I LEAVE IN FIVE WEEKS.
Can you tell that I'm stressed about all of this?

21 July 2010

Dear Linguistics, YOUR LOVE IS MY DRUG

1. So I went on that job interview. And I didn't fuck it up ... until they very end!
I talked to the ladies who currently are Administrative Assistants-slash-Grammatical Editors; they gave me a cup of coffee, an article to edit, and a red pen. It's like my dream job interview! And apparently nobody's ever done that well on their practice document before, so they were a little bit floored. Basically, they were like "We really like you, we'll let you know by Friday. Is there anything else you want us to know?"

And I was all, "Well, I'm sorry that you didn't get back to me earlier in the summer when I had full availability; I can only do this part-time right now - I've been working (will be starting to work, ahem, whatever) with a professor at BU and then I'm moving to Scotland for grad school."

Lady: (jaw drop)"Well, thanks for taking the time to come in."

And then I walked out. I haven't felt that badass in a while.


2. SPEAKING OF BADASS (this is relative, perhaps if you are not me, you will not feel the same way)
I heard back from another professor I e-mailed recently. He's been busy wrapping up this project which is essentially a corpus of Old English Poetics and language "to detect relationships between, and structures within, poetic texts in [the] Old English [corpus]". He had been away for a week, which means he just got my e-mail and apologized if he missed out on having me on board due to this fact.
But he also warned me that
a) they had run out of funding
b) they were nearly finished with it
c) I AM ACTUALLY OVERQUALIFIED TO DO THIS.


3. Oh, and Sarah Palin called herself Shakespeare and I wrote about it.

YOU GUYS, THIS IS AWESOME.

23 June 2010

It's feeling byzantine


Greetings from my town's public library (the first public library in the nation... aww yeah!) where I am hanging out with Victorian-clad (?) ladies, about an eighth of my high school's graduating class (we're all awkwardly smiling at each other to say hello but all actively pretending we don't know one another), and writing my latest column for The Examiner!

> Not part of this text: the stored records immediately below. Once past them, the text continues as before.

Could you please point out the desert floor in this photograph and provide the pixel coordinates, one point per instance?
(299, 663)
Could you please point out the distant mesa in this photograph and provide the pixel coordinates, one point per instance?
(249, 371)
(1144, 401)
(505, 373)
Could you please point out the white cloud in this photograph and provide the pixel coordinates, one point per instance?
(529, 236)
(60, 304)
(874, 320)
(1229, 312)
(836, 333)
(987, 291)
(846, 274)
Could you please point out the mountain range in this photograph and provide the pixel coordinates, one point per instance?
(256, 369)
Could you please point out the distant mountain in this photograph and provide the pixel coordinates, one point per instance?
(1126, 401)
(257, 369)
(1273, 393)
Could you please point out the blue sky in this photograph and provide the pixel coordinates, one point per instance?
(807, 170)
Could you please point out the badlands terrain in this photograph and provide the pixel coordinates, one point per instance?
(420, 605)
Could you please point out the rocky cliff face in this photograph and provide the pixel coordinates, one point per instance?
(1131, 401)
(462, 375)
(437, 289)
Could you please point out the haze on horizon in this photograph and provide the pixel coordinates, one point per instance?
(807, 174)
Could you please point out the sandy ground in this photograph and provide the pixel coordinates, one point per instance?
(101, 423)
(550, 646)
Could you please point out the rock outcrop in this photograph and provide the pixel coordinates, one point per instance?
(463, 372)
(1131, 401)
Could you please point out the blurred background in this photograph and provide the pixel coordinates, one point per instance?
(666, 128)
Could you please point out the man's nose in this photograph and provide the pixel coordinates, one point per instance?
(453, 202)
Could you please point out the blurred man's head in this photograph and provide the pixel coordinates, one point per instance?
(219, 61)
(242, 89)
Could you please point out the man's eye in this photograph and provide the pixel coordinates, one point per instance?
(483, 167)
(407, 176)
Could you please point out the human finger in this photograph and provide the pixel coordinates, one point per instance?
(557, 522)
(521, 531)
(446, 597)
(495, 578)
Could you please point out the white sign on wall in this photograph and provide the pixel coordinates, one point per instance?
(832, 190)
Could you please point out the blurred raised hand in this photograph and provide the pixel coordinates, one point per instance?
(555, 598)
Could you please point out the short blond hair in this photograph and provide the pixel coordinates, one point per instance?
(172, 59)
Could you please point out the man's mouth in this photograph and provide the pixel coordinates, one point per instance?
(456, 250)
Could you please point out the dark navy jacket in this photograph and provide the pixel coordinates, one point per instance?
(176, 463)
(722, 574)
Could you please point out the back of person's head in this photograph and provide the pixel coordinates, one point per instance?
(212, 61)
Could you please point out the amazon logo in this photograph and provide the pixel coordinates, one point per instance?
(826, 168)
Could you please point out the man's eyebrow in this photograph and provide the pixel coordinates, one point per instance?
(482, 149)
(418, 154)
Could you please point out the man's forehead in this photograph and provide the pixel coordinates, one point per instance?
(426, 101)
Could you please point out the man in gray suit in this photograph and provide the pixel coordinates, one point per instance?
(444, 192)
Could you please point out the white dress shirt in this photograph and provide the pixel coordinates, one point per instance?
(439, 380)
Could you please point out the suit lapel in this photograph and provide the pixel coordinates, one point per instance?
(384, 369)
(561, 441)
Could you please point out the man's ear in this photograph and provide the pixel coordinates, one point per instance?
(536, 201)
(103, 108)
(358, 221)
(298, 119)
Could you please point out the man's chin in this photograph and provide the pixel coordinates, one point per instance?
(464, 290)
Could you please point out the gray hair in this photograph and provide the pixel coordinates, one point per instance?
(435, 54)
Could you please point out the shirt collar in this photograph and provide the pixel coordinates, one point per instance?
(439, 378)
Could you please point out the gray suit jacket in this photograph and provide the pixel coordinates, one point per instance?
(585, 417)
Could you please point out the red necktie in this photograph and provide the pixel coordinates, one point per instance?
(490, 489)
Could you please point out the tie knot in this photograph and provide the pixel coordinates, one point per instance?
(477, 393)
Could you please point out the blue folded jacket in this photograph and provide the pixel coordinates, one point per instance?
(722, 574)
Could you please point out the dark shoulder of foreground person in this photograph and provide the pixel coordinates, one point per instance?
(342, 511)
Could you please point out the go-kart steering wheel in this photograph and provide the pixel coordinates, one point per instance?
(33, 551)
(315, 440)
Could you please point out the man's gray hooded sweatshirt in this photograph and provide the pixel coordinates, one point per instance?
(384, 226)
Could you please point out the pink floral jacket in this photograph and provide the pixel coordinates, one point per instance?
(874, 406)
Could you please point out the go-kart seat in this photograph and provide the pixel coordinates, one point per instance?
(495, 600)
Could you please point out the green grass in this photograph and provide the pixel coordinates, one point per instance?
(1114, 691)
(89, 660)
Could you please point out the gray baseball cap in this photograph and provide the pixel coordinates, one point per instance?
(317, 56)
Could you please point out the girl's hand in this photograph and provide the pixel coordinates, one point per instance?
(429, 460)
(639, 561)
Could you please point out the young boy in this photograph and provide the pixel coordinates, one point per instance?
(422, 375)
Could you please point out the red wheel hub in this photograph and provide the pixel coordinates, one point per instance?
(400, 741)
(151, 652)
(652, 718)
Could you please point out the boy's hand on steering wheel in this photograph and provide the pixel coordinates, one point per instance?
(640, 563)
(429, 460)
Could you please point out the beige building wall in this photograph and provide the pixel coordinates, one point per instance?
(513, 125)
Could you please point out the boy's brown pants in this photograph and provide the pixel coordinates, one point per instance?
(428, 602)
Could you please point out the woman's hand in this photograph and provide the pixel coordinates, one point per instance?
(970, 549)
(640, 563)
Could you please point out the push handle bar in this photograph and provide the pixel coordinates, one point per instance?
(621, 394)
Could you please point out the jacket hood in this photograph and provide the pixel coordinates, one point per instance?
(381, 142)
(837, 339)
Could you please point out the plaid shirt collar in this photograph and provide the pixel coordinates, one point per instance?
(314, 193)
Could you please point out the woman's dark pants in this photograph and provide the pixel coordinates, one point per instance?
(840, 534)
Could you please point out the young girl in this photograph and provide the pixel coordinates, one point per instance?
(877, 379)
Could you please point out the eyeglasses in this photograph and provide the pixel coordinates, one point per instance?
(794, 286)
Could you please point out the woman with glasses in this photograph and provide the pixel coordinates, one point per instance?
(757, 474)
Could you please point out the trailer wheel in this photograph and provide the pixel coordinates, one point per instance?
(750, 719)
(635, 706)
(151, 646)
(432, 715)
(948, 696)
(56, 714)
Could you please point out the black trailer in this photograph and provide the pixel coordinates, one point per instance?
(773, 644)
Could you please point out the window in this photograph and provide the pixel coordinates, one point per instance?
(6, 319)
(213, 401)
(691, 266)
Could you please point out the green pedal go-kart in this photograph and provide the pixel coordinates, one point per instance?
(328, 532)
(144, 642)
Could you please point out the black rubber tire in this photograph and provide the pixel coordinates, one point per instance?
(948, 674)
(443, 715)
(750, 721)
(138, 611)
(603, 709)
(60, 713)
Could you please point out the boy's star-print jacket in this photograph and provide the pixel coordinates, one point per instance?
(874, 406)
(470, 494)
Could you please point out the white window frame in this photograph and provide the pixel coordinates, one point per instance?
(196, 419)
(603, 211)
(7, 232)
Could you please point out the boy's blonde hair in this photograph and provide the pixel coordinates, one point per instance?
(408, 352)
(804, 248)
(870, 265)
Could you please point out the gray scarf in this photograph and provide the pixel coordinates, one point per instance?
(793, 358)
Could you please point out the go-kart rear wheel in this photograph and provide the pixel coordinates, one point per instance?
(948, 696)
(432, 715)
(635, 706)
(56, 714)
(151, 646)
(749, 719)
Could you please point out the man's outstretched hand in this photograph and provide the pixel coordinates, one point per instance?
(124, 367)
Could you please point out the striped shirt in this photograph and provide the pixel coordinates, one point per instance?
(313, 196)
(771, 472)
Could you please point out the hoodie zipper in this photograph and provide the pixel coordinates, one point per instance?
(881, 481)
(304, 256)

After five years and the left temple of my old glasses breaking not once but twice, I finally got new frames. I am very excited about them, mostly because five years is a long time for glasses, but I don't wear my glasses often. I hope as an early family-bonding exercise my parents took me premature glasses-shopping as a baby - Mom and Dad have awful eyesight too. I can't remember a time before corrective lenses. I've been wearing them since I was 7 - switching to contacts was amazing because it meant I got to wear sunglasses!

28 May 2010

how to not get a job

step one: discover that you have your phone number incorrect on your resume. 8047, not 0843.

10 May 2010

how did it get so late so soon?

Dear UNH,

I feel like I just arrived on your campus maybe two years ago. I'm about to go to my last day of classes in my undergraduate career. When did this happen?! Thanks for four years of academic excitement.